Let us imagine we are working on the next generation adaptive video streaming algorithm. Our goal is to minimize the playback startup time for the millions of Netflix members all over the world. To do that we need to gather aggregate statistics (minimum, maximum, median, mean, any number of percentiles) for the header sizes of our ISO BMFF (Base Media File Format) formatted bitstreams. The Netflix trans-coding pipeline services a huge catalog of content and produces a large ladder of bitstreams (with varying codec + quality combinations) for every title. In the past, we would need to write one-off scripts that would crawl the bitstream header information from our bitstreams in an arduous fashion before we could analyze the data. Such an approach is clearly not scalable — a software bug in our script would reset the entire effort. Further, a new “throwaway” script would be needed for analyzing another completely different dimension of our media data. Repeating this methodology over several times for problems from different domains made us realize that there was a pattern here, and set us on the path to build a system that would address this in a scalable way.
This blog post introduces the Netflix Media DataBase (NMDB) — a highly queryable data system built on the Netflix micro-services platform. NMDB is used to persist deeply technical metadata about various media assets at Netflix and to serve queries in near real-time using a combination of lookups as well as runtime computation. NMDB enables developers (such as video streaming researchers) to focus their time on developing insights into media data and crank out awesome data-driven algorithms as opposed to worrying about the task of collecting and organizing data.
Why a Media Database?
An optimized user interface, meaningful personalized recommendations, efficient streaming and a vast catalog of content are the principal factors that define the end-user Netflix experience. A myriad of business workflows of varying complexities need to come together to realize this experience.
Artwork imagery and title synopses (see above picture) that are pertinent to the story as well as insightful video previews go a long way in helping users find relevant shows and movies. The ever increasing scale of content ingestion at Netflix necessitates the development of systems that can assist our creative teams synthesize high quality digital merchandise assets in a timely fashion. This could be done for example, by providing them with meaningful raw imagery and video clips automatically (algorithmically) extracted from the source video assets. This could serve as a starting point for creating engaging digital media assets.
As shown below, the content recommendations systems economically surfaces choices that are personalized to the content preferences and tastes of the end-user. Compact and effective feature representations of the content present in the Netflix catalog are critical to this function. Such representations could for example, be obtained by building machine learning models that use the media files (audio, timed text, video) as well as title metadata (genre tags, synopses) as their input.
Efficient audio and video encoding recipes lead to creation of compact bitstreams — a precursor to efficient streaming of media over the Internet.

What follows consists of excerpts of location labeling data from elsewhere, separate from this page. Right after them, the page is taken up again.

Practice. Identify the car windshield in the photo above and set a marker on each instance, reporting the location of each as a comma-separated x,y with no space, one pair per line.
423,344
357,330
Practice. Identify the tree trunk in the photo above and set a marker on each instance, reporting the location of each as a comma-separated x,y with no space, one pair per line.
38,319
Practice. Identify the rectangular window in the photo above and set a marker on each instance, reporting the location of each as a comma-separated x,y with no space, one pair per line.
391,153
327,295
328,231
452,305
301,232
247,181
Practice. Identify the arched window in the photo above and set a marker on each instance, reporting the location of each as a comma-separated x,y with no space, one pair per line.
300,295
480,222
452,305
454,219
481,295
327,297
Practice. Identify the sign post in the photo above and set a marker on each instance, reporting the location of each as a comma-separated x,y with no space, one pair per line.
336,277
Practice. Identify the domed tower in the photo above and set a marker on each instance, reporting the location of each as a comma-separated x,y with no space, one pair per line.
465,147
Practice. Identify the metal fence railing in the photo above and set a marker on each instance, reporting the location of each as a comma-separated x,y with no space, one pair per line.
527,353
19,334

Temporal and spatial video analyses such as detecting moments of shot and scene changes, as well as identifying salient parts and objects in the video frames help generate critical input for the video encoding system.
Lastly, maintaining high standards on the quality of the source content ingested at Netflix is vital to a great end-user Netflix experience. The above image illustrates one such use case. This image corresponds to a video frame for a title from the Western Classical genre. In this case, a camera used for the production of the title is visible in the video. It is highly desirable to have an automated analysis system that would detect and localize (perhaps through a rectangular bounding box) the presence of the camera. Another such case is illustrated in the following picture. In this case, the subtitles text is placed on top of the text that is burnt in the video rendering both of them unreadable. A video text detection algorithm together with knowledge of timing and positioning of subtitles could be used to solve this problem automatically.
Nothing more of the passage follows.